PRESS BRIEFING NOTES

CHELSWORTH OPEN GARDENS – 51st ANNIVERSARY CELEBRATION

Sunday, 30th June 2019     11am - 5pm

The Open Gardens story …

It was 1967, and the tiny Suffolk village of Chelsworth, (population less than 150) was the first of its kind – we believe the first village to open its gardens to the public.  Admission was half-a-crown (12.5 pence) and a total of £150 was raised (equal to about £1,690 today) helped by plant sales and, of course, teas.  Water for the teas served in the village Victory Hall was drawn from a standpipe and the washing-up was in bowls on trestle tables.  

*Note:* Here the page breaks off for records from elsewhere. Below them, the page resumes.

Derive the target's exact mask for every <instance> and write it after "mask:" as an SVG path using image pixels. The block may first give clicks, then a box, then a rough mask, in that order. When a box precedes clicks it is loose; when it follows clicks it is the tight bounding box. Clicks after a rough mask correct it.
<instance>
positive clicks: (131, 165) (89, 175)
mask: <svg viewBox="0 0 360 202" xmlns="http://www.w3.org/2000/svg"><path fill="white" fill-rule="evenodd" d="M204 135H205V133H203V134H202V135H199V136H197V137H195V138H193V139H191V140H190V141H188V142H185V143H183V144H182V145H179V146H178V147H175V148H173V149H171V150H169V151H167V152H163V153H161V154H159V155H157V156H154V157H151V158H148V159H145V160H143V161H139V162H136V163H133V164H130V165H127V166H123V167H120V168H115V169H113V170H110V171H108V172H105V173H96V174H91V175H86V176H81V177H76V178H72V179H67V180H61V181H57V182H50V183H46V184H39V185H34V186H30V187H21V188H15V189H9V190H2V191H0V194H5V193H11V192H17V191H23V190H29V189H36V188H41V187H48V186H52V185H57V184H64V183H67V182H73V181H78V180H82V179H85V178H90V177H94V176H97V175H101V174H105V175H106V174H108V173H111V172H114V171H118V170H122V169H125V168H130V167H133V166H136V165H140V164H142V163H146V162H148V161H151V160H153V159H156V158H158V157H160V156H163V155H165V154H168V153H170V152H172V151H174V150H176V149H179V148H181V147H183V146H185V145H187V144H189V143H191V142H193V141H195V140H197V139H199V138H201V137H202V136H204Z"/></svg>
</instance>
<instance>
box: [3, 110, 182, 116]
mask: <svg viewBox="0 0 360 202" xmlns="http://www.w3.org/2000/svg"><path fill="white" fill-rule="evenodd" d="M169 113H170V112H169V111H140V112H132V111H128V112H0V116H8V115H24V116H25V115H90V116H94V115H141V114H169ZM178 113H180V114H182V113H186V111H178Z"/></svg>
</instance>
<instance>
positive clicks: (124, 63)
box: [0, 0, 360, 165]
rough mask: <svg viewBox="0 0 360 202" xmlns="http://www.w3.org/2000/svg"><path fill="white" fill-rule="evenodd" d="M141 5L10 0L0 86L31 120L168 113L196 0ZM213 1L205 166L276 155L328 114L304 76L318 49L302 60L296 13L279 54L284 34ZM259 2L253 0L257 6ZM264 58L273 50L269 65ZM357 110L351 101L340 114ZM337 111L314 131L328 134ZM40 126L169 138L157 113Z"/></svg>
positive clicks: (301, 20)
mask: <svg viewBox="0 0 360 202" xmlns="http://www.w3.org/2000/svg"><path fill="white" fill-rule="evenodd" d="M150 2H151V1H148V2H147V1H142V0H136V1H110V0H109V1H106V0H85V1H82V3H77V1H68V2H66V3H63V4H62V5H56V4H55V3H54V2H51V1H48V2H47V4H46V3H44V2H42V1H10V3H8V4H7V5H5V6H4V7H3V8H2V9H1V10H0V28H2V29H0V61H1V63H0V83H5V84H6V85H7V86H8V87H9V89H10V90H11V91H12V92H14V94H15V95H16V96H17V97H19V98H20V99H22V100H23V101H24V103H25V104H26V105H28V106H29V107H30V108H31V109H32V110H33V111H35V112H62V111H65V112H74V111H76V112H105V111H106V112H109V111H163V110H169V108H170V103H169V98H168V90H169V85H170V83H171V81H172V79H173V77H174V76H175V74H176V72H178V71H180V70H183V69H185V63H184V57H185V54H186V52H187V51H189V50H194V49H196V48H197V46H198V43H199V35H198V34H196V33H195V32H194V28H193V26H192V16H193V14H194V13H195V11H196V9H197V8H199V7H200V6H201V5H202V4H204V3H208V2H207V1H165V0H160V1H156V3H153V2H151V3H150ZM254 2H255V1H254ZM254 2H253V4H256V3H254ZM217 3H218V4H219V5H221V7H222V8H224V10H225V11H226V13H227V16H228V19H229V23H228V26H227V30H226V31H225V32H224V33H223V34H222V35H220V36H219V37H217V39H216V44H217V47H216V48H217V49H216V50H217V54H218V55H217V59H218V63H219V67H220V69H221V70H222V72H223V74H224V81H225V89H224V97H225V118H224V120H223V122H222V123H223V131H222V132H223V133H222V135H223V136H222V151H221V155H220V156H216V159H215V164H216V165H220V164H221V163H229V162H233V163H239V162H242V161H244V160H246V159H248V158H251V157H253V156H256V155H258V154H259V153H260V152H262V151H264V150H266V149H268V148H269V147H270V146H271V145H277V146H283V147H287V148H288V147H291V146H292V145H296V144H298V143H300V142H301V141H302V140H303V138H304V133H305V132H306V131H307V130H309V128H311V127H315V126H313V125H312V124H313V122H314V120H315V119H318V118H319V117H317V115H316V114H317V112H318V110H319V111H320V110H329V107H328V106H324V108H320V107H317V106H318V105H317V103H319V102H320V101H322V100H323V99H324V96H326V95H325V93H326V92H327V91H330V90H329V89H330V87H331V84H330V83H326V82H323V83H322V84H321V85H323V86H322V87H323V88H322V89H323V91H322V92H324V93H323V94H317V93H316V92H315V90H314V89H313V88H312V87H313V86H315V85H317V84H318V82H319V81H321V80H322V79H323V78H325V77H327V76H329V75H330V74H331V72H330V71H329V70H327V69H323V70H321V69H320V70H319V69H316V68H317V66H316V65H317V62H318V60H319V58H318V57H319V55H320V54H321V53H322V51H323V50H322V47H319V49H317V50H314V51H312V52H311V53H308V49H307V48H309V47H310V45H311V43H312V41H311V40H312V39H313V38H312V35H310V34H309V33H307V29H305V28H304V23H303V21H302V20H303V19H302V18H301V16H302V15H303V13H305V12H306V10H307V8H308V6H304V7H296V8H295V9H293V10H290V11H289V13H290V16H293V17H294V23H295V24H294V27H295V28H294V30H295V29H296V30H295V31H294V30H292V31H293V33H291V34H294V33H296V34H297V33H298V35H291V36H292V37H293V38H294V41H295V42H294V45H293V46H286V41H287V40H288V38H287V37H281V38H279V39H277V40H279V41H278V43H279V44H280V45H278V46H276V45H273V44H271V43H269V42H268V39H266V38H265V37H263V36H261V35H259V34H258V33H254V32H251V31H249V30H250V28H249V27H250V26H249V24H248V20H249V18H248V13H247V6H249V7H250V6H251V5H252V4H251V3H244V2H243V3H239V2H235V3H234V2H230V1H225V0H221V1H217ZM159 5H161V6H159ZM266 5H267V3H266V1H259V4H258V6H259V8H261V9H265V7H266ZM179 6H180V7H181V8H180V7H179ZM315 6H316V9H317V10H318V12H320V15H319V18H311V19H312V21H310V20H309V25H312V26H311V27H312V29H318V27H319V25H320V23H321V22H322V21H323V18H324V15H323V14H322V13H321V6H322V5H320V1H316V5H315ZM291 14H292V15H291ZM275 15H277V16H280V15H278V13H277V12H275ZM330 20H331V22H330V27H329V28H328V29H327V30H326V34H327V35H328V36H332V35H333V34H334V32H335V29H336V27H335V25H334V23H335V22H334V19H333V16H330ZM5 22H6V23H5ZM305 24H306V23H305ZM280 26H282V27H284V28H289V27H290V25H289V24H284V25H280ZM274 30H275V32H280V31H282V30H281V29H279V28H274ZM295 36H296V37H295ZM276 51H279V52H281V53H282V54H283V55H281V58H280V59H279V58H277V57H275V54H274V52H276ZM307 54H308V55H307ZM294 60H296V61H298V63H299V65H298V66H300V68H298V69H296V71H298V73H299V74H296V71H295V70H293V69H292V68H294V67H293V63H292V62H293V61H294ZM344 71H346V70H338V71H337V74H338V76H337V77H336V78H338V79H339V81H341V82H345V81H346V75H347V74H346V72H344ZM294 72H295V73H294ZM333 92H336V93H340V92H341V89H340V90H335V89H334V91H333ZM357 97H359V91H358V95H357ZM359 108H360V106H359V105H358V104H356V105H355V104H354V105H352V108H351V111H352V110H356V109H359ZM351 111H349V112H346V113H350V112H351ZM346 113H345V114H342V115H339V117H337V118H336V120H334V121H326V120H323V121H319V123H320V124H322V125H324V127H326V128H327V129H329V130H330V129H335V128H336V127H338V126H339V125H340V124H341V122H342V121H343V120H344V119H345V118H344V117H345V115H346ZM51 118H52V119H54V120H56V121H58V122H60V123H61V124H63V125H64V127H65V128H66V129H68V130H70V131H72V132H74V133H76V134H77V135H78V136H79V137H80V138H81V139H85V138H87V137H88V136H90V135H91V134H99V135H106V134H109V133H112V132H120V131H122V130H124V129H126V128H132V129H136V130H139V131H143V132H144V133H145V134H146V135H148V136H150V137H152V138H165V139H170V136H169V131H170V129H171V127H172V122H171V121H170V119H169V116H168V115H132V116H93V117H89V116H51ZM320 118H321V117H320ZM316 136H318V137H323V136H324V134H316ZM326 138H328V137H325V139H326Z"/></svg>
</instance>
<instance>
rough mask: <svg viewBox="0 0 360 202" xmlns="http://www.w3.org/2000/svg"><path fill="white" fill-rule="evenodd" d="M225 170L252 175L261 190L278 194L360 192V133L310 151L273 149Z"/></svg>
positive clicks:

In a setting that is picture-book English with its centuries old pub and a humped back 18th century bridge, there is both timelessness and innovation. Over the last half-century the gardens have changed in subtle ways.  There used to be more vegetable gardens -  proud owners as proficient as Chelsea exhibitors – many in 1967 were still farmworkers. Today behind each gate, you will find a surprising variety of gardens – the formal, to the typical soft cottage scene.  Knowledge abounds – talk to Sarah at the Summerhouse and you draw not only on her expertise but on that of her late father, Richard Britten, A member of the Alpine Garden Society, who regularly exhibited alpines at Vincent Square in London.  A small yellow Fritillaria Pudica ‘Richard Britain’ is named after him.


Open Gardens has raised many thousands of pounds over the last fifty years for our parish church, All Saints Chelsworth.